Edgar Bronfman, Jr. (Credit: Michael Kovac/Getty Images)
Edgar Bronfman, Jr. (Credit: Michael Kovac/Getty Images)

Separately, Bain Capital and Edgar Bronfman Jr., the former Warner Music Group CEO and chairman, are looking to offer between $2 billion and $2.5 billion for National Amusements, according to The Wall Street Journal. A formal bid from Bronfman would be subject to due diligence and approval from Bain’s own investment committee, the outlet reported.

One of the individuals familiar with negotiations said that selling NAI on its own is a “possibility” but emphasized that the expressions of interest from Paul and Bronfman Jr. are not as far along as the Skydance deal was.

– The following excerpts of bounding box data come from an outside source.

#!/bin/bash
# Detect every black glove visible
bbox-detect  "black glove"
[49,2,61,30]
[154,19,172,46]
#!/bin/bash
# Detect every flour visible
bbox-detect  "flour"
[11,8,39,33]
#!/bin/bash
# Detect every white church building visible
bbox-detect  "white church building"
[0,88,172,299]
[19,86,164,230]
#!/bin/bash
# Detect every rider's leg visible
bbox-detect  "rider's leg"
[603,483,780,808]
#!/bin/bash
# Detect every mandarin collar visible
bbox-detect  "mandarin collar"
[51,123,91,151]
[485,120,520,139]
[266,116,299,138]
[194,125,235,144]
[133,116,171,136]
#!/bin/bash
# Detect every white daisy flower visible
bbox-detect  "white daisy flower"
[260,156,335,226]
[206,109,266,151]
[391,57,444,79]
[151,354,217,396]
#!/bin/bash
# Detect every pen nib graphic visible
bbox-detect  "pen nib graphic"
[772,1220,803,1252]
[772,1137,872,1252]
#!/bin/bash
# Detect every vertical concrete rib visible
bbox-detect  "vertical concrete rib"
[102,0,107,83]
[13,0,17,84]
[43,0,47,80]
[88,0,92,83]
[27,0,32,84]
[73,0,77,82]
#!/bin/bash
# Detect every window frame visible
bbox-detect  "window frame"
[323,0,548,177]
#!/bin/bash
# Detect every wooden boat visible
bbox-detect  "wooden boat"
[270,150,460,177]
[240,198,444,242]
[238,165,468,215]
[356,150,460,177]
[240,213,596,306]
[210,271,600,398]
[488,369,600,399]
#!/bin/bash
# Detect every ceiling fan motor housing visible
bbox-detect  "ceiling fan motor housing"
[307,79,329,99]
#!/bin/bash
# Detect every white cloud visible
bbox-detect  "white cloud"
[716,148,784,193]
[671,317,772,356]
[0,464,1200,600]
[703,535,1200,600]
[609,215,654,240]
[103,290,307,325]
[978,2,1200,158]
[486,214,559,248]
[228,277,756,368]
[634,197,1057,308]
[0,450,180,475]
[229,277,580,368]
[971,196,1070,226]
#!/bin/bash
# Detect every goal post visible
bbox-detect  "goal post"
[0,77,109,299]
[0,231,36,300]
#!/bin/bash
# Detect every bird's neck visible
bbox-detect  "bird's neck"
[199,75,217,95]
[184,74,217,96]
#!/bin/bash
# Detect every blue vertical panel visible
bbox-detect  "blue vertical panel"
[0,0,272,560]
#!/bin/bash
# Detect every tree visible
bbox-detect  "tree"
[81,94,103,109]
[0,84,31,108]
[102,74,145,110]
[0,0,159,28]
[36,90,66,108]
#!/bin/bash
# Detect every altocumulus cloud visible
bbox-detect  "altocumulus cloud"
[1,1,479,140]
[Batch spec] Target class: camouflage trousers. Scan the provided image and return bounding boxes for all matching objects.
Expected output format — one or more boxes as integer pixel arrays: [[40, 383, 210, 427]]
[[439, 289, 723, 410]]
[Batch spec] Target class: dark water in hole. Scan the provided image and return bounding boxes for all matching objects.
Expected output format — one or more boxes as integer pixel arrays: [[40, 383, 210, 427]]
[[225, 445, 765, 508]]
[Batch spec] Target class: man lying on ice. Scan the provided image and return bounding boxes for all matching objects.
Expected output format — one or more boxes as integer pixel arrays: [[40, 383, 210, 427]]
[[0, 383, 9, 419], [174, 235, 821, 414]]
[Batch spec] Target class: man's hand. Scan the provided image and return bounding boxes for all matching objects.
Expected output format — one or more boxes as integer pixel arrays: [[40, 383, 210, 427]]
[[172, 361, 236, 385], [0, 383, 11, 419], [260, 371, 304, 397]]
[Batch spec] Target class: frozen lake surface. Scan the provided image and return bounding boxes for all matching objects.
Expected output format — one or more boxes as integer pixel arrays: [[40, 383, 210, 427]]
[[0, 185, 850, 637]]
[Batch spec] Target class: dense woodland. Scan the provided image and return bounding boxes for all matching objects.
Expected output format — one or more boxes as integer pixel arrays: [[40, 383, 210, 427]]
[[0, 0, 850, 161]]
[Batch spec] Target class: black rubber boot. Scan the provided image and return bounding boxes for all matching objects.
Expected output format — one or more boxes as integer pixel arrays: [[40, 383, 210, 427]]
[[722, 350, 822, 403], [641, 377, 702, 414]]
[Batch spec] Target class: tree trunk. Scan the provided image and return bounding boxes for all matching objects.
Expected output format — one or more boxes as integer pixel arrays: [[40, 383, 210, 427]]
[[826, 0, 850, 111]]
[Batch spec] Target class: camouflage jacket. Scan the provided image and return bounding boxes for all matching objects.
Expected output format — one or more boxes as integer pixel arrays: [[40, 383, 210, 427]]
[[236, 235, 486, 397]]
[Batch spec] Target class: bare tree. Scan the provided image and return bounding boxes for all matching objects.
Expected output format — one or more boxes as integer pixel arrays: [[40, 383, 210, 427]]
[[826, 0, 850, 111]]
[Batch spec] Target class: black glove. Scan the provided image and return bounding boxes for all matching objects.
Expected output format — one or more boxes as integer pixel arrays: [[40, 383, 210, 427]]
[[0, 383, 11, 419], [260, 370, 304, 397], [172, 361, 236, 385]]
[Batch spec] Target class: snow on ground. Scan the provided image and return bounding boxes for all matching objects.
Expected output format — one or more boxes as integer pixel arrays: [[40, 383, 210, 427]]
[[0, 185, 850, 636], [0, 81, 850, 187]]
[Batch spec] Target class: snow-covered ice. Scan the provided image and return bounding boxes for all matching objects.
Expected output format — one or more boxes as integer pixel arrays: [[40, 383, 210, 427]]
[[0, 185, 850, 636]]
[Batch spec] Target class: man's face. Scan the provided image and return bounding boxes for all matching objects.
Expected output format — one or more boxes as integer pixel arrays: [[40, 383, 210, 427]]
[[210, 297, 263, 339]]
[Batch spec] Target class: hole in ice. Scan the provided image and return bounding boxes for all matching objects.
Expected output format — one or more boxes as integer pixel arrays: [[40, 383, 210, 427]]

A year to two years out “might be a radically different and better environment to sell the firm. This was a fire sale at the worst time,” Katz said. “There is new uncertainty in her selling National Amusements, to whom and what will their plan be. But in this case in all likelihood, the devil we don’t know is better than the devil we know.”

While Redstone mulls whether to explore a sale of National Amusements on its own, Paramount investors will be forced to consider the updated plan laid out at last week’s annual meeting by the senior executives comprising the Office of the CEO: Chris McCarthy (Showtime/ MTV Entertainment Studios and Paramount Media Networks), George Cheeks (CBS) and Brian Robbins (Paramount Pictures and Nickelodeon).

They have called for transforming Paramount’s still-unprofitable streaming business through strategic partnerships and licensing opportunities, trimming $500 million in costs and divesting assets to pay down debt.

On Tuesday, National Amusements expressed support for the Office of the CEO and the board “to explore opportunities to drive value creation for all Paramount shareholders.” It also said it was “grateful to Skydance for their months of work in pursuing this potential transaction and looks forward to the ongoing, successful production collaboration between Paramount and Skydance.”

The dance around Paramount has become exhausting — for Wall Street and the entertainment industry. And time is not on the company’s side. “Any plan, and any potential buyer of Paramount, will have to contend with a company whose mix of assets presents in many ways a challenged hand for navigating the shifting winds of media,” MoffettNathanson said in a research note.

Sharon Waxman contributed to this article.